Hours is fine, really. I promise.

You are of course entitled to your opinion, and I do appreciate going against the grain, but having worked in an “hours” environment and a “minutes” environment I couldn’t disagree more. The minutes job is so much more pleasant to work with in nearly every way. And ironically ended up being higher quality because you couldn’t lean on a giant integration test suite as a crutch. Automated business metric based canary rollbacks, sophisticated feature flagging and gating systems, contract tests, etc. and these run in production, so are accurate where integration tests often aren’t in a complicated service topology.

There are also categories of work that are so miserable with long deployment times that they just don’t get done at all in those environments. Things like improving telemetry, tracing, observability. Things like performance debugging, where lower envs aren’t representative.

I would personally never go back, for a system of moderate or more distributive complexity (ie > 10 services, 10 total data stores )

All very fair points! I think it is perhaps much more situational than I made it out to be, and that functioning in an “hours” environment is only possible as described if some organizational patterns are in place to make it work.

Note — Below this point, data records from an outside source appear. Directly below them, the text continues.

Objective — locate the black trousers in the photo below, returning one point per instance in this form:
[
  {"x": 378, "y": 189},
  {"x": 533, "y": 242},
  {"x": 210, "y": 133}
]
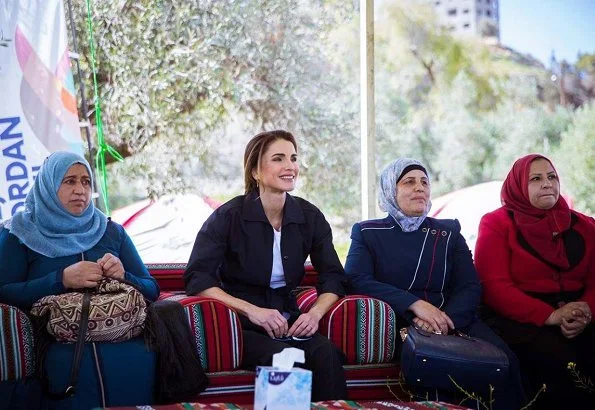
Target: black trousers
[
  {"x": 544, "y": 354},
  {"x": 322, "y": 358}
]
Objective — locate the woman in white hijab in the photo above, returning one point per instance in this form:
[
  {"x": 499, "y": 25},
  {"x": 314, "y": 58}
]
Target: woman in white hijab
[{"x": 422, "y": 267}]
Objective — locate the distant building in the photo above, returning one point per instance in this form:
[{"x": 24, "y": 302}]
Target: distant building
[{"x": 480, "y": 18}]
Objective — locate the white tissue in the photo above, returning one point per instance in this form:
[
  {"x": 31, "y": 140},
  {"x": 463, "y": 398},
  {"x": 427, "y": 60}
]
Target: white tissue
[{"x": 285, "y": 359}]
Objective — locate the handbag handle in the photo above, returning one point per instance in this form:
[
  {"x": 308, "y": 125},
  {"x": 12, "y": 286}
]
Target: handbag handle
[{"x": 78, "y": 349}]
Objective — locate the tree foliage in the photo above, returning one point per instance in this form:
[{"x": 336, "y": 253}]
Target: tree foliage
[
  {"x": 576, "y": 159},
  {"x": 184, "y": 84},
  {"x": 175, "y": 74}
]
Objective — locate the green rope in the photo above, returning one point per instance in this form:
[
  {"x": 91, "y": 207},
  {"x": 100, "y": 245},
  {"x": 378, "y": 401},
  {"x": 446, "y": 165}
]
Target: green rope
[{"x": 102, "y": 146}]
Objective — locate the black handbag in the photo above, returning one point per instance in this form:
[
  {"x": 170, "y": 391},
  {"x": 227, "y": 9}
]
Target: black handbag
[{"x": 428, "y": 359}]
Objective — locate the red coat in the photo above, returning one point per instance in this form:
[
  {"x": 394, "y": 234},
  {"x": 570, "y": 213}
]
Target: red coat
[{"x": 507, "y": 270}]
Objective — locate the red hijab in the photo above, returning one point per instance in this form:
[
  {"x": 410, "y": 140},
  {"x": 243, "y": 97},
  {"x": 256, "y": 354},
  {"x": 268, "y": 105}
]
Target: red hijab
[{"x": 540, "y": 227}]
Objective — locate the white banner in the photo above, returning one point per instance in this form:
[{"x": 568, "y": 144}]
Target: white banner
[{"x": 38, "y": 113}]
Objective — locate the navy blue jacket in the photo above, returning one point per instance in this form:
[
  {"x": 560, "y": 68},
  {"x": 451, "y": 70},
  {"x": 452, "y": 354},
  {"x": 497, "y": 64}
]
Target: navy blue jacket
[
  {"x": 432, "y": 263},
  {"x": 234, "y": 250}
]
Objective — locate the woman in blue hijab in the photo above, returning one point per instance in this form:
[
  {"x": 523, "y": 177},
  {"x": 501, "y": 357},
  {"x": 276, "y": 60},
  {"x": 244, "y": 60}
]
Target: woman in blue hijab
[
  {"x": 422, "y": 267},
  {"x": 61, "y": 242}
]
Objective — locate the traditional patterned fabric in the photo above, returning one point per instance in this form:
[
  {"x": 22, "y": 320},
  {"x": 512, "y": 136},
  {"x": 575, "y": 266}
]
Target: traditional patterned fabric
[
  {"x": 363, "y": 328},
  {"x": 117, "y": 313},
  {"x": 17, "y": 359},
  {"x": 306, "y": 299},
  {"x": 217, "y": 332}
]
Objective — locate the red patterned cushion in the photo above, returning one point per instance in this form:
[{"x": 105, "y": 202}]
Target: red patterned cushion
[
  {"x": 17, "y": 359},
  {"x": 217, "y": 332},
  {"x": 306, "y": 298},
  {"x": 363, "y": 328}
]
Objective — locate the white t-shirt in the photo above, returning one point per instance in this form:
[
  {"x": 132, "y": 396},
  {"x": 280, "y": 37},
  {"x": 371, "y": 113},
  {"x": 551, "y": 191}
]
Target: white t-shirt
[{"x": 277, "y": 274}]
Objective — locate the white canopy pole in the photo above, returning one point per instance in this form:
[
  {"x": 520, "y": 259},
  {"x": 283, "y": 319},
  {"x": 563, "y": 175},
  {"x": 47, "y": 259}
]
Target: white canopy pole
[{"x": 367, "y": 109}]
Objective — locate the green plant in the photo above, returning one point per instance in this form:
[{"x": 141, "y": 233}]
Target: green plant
[{"x": 582, "y": 382}]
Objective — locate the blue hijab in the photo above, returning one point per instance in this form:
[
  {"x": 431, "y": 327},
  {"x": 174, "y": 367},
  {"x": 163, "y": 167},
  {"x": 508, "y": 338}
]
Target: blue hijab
[
  {"x": 45, "y": 226},
  {"x": 387, "y": 196}
]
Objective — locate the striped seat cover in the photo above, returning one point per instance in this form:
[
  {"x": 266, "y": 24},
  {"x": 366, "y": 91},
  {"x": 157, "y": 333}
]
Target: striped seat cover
[
  {"x": 363, "y": 328},
  {"x": 17, "y": 359}
]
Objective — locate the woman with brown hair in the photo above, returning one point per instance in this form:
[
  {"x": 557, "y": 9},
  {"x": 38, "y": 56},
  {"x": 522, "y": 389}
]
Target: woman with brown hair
[{"x": 250, "y": 255}]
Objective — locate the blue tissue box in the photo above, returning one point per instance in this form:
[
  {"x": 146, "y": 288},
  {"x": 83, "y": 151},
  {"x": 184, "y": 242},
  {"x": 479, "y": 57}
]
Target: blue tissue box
[{"x": 282, "y": 389}]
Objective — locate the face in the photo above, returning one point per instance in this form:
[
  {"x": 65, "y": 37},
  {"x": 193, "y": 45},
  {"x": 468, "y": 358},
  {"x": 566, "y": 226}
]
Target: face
[
  {"x": 544, "y": 186},
  {"x": 278, "y": 168},
  {"x": 75, "y": 190},
  {"x": 413, "y": 193}
]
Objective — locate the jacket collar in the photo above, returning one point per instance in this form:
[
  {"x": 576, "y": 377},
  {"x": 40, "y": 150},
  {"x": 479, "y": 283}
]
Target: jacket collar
[{"x": 253, "y": 210}]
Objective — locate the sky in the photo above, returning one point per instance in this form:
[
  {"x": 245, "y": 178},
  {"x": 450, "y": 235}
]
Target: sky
[{"x": 538, "y": 26}]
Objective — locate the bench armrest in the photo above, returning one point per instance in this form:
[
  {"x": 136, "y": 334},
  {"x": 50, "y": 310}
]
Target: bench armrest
[
  {"x": 216, "y": 329},
  {"x": 363, "y": 328},
  {"x": 17, "y": 349}
]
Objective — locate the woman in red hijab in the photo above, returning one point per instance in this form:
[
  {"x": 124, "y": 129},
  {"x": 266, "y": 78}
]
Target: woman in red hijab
[{"x": 536, "y": 260}]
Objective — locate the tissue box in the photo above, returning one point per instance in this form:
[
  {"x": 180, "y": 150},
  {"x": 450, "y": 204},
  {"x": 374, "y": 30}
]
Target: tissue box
[{"x": 282, "y": 389}]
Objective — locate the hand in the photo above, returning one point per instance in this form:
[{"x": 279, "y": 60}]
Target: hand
[
  {"x": 305, "y": 325},
  {"x": 111, "y": 266},
  {"x": 82, "y": 274},
  {"x": 572, "y": 328},
  {"x": 437, "y": 319},
  {"x": 270, "y": 319},
  {"x": 423, "y": 325},
  {"x": 570, "y": 311}
]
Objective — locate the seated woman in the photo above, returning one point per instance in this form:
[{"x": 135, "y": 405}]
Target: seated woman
[
  {"x": 61, "y": 242},
  {"x": 535, "y": 259},
  {"x": 422, "y": 267},
  {"x": 250, "y": 255}
]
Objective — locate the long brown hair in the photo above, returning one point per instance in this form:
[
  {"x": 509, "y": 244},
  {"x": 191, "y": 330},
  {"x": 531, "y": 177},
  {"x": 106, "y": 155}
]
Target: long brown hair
[{"x": 256, "y": 148}]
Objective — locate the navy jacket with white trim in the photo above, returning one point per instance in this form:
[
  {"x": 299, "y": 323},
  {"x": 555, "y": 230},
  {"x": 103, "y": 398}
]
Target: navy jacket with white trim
[{"x": 432, "y": 263}]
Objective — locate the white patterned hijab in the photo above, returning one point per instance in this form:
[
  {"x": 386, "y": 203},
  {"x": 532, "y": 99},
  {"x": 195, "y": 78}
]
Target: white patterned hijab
[{"x": 387, "y": 196}]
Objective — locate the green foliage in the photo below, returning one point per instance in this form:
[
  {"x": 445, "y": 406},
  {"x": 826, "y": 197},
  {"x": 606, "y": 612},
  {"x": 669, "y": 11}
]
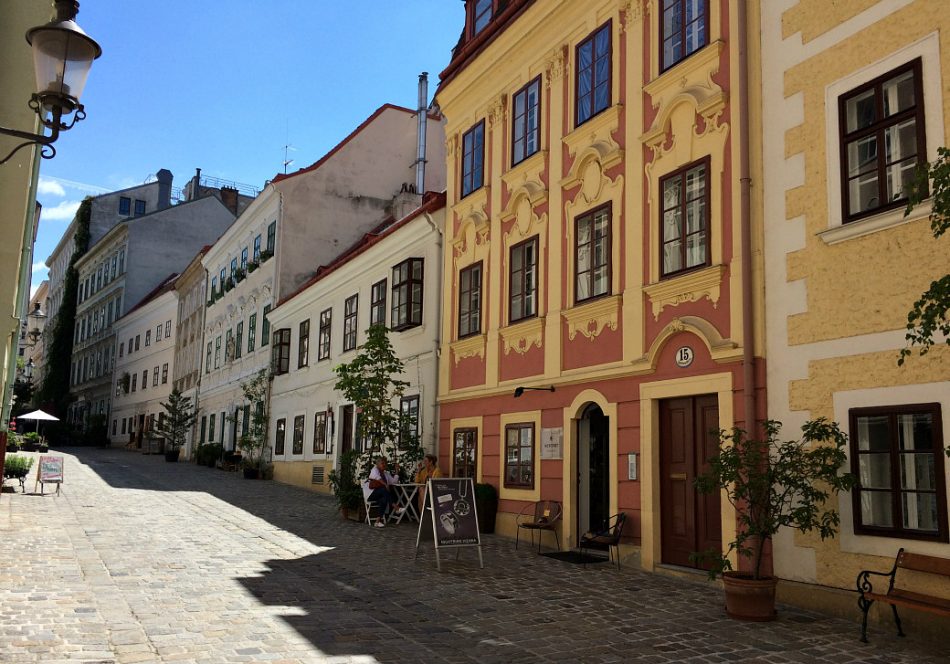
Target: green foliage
[
  {"x": 54, "y": 390},
  {"x": 179, "y": 416},
  {"x": 17, "y": 467},
  {"x": 774, "y": 484},
  {"x": 344, "y": 482},
  {"x": 370, "y": 381},
  {"x": 929, "y": 315},
  {"x": 253, "y": 442}
]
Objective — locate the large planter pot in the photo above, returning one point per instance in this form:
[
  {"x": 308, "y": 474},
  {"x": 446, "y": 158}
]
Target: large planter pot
[{"x": 748, "y": 598}]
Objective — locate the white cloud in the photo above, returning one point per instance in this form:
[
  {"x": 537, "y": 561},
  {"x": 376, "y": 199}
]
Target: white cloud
[
  {"x": 65, "y": 211},
  {"x": 48, "y": 187}
]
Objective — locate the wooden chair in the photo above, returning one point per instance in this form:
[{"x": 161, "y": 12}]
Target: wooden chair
[
  {"x": 543, "y": 515},
  {"x": 607, "y": 536}
]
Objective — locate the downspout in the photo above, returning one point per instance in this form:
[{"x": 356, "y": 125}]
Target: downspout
[
  {"x": 23, "y": 284},
  {"x": 745, "y": 225}
]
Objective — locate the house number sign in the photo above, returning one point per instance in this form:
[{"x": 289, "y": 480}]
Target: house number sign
[{"x": 684, "y": 357}]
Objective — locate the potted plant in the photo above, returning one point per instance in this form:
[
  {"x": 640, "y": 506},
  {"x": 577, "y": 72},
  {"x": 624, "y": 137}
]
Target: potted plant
[
  {"x": 179, "y": 416},
  {"x": 486, "y": 506},
  {"x": 345, "y": 485},
  {"x": 772, "y": 484}
]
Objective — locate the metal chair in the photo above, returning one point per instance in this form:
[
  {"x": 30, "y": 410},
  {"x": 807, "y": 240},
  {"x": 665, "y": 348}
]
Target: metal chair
[
  {"x": 545, "y": 516},
  {"x": 607, "y": 536}
]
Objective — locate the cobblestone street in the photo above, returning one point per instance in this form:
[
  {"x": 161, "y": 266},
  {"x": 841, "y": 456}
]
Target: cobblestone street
[{"x": 143, "y": 561}]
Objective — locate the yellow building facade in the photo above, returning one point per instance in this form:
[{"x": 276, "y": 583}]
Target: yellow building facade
[
  {"x": 602, "y": 290},
  {"x": 855, "y": 95}
]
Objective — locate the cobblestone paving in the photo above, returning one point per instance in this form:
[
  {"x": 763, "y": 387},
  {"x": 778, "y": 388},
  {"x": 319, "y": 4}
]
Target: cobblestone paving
[{"x": 144, "y": 561}]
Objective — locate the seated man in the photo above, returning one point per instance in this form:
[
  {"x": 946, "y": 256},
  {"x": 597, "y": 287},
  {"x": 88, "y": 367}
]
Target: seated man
[{"x": 381, "y": 491}]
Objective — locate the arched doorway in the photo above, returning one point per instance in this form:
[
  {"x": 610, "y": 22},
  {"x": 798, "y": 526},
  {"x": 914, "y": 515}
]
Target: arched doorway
[{"x": 593, "y": 468}]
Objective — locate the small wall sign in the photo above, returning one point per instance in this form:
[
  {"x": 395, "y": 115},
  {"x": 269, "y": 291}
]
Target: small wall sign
[{"x": 684, "y": 356}]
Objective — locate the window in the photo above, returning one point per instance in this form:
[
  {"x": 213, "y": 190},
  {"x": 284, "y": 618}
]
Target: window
[
  {"x": 271, "y": 236},
  {"x": 279, "y": 436},
  {"x": 377, "y": 303},
  {"x": 473, "y": 158},
  {"x": 897, "y": 455},
  {"x": 592, "y": 254},
  {"x": 683, "y": 28},
  {"x": 470, "y": 300},
  {"x": 464, "y": 443},
  {"x": 408, "y": 420},
  {"x": 265, "y": 327},
  {"x": 320, "y": 433},
  {"x": 238, "y": 340},
  {"x": 280, "y": 353},
  {"x": 481, "y": 15},
  {"x": 526, "y": 122},
  {"x": 523, "y": 281},
  {"x": 519, "y": 456},
  {"x": 350, "y": 309},
  {"x": 323, "y": 338},
  {"x": 882, "y": 141},
  {"x": 407, "y": 294},
  {"x": 685, "y": 221},
  {"x": 593, "y": 75},
  {"x": 303, "y": 345}
]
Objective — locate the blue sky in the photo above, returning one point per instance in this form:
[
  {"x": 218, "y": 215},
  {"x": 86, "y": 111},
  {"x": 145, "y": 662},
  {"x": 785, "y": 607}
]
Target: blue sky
[{"x": 223, "y": 86}]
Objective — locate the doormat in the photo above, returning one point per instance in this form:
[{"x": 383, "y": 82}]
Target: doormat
[{"x": 575, "y": 557}]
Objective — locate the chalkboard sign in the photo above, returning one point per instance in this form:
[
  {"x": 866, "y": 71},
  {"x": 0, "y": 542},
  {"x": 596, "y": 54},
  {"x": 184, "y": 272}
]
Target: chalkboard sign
[
  {"x": 450, "y": 509},
  {"x": 49, "y": 471}
]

yeah i realized as i wrote that out that my personal conclusions probably don't apply in a monoservice type architecture. If you have a mono(or few) service architecture with a single (or few) db, it is actually feasible to have integration tests that are worth the runtime. The bigger & more distributed you get, the more the costs of integration tests go up (velocity, fragility, maintenance, burden of mirroring production config) and the equation doesnt pencil out anymore. Probably other scenarios where im wrong also.

My company has been moving towards having monorepos per language stack. Decent compromise

That sounds worse than either option. At that point put it all in one repo with a directory for each language.

And then at some point your Rust people write a Python module in Rust via pyo3, and it has to be integrated into Python build system and Python type checkers, but also needs local rust crates as build dependencies and local python packages as runtime dependencies... hm.

Coupling and Cohesion likely has nothing to do with the language.

Why can't you just use versioning in your external-to-the-monorepo APIs and use HEAD within the monorepo? Nothing about combining some projects into a monorepo forces you into dropping everything else we know about software release cycles.

The point is that it is more work.

More work than what? More work than sharing HEAD in the monorepo, certainly. But it's definitely not more work than versioning across multiple repos because it's literally the same thing. When you're exporting code from a monorepo you follow all the same patterns you would from a small single library repo.

Maybe I miss the point here, but it seems to me that versioning the protocols is the specific solution to maintaining interop between different implementations.

And for small teams, what we want/need is the "all deps" mono-repo.

I wanna link other repos I depend on, but that repos can be read-only. And then all the tools work without extra friction

P.D: This could be another wish for jj!